Article Abstract

Advanced magnetic resonance imaging in glioblastoma: a review

Authors: Gaurav Shukla, Gregory S. Alexander, Spyridon Bakas, Rahul Nikam, Kiran Talekar, Joshua D. Palmer, Wenyin Shi


Glioblastoma, the most common and most rapidly progressing primary malignant tumor of the central nervous system, continues to portend a dismal prognosis, despite improvements in diagnostic and therapeutic strategies over the last 20 years. The standard of care radiographic characterization of glioblastoma is magnetic resonance imaging (MRI), which is a widely utilized examination in the diagnosis and post-treatment management of patients with glioblastoma. Basic MRI modalities available from any clinical scanner, including native T1-weighted (T1w) and contrast-enhanced (T1CE), T2-weighted (T2w), and T2-fluid-attenuated inversion recovery (T2-FLAIR) sequences, provide critical clinical information about various processes in the tumor environment. In the last decade, advanced MRI modalities are increasingly utilized to further characterize glioblastomas more comprehensively.
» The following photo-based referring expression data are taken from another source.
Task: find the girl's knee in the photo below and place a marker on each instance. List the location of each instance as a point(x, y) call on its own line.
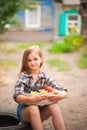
point(33, 110)
point(53, 107)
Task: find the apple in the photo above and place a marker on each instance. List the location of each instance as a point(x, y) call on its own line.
point(49, 89)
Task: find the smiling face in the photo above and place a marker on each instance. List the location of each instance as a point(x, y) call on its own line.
point(34, 61)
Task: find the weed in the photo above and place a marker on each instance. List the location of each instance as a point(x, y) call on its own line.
point(61, 65)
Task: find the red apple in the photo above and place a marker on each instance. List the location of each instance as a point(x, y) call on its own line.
point(49, 89)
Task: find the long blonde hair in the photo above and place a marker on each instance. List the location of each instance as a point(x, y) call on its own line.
point(27, 52)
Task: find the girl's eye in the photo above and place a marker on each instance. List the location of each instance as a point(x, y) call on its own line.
point(35, 59)
point(29, 60)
These include multiparametric MRI sequences, such as dynamic susceptibility contrast (DSC), dynamic contrast enhancement (DCE), higher order diffusion techniques such as diffusion tensor imaging (DTI), and MR spectroscopy (MRS). Significant efforts are ongoing to implement these advanced imaging modalities into improved clinical workflows and personalized therapy approaches. Functional MRI (fMRI) and tractography are increasingly being used to identify eloquent cortices and important tracts to minimize postsurgical neurodeficits. A contemporary review of the application of standard and advanced MRI in clinical neuro-oncologic practice is presented here.